Le problème, c'est qu'une équipe est tributaire de ses meilleurs joueurs. C'est cette vérité-là qui pousse les clubs à tout verrouiller. Et c'est cette vérité-là qui se retourne contre eux. Comme pour rappeler, s'il le fallait, qu'un joueur de football n'est pas un simple actif dans une entreprise ordinaire. Un club de sport reste une entité humaine, avec toutes les complexités qui vont avec. De l'arrêt Bosman il y plus de 20 ans à la flambée actuelle des prix, l'évolution de marché des transferts est propice à ce type de situations.

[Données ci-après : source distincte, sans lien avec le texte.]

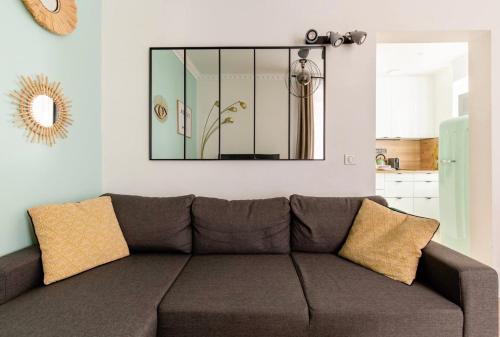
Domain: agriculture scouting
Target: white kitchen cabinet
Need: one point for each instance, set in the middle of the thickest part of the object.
(411, 192)
(380, 181)
(426, 176)
(405, 107)
(399, 189)
(426, 189)
(402, 204)
(399, 176)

Les clubs peuvent en être les victimes. Les joueurs aussi.

Arsene Wenger Alexis SanchezGetty

C'est à ce moment-là que nous revenons aux transferts les plus retentissants de l'hiver : Coutinho, Virgil Van Dijk, Aubameyang, Alexis Sanchez. Quatre garçons déjà dans les starting blocks il y a six mois, en conflit ouvert avec leurs clubs. Tous ont obtenu gain de cause après une première partie de saison au mieux mitigée (Coutinho, Aubameyang), au pire déplorable (Sanchez). Les propos soufflés par Arsène Wenger à Sky Sport après le départ définitif du Chilien à Manchester United en disaient long sur sa pensée. "Lorsqu’une équipe ne sait pas ce qui se passe, il y a moins de clarté et moins de concentration sur ce qui est important - la performance. Maintenant, nous savons que nous devons faire face à cela...". L'histoire de Riyad Mahrez se terminera comme ça, peut-être. Dans sa substance, elle est déjà bien égratignée. Mais les deux parties ont le mérite de réparer les pots cassés, maintenant. Un procédé en bonne intelligence. Sans quoi tout le monde sera perdant.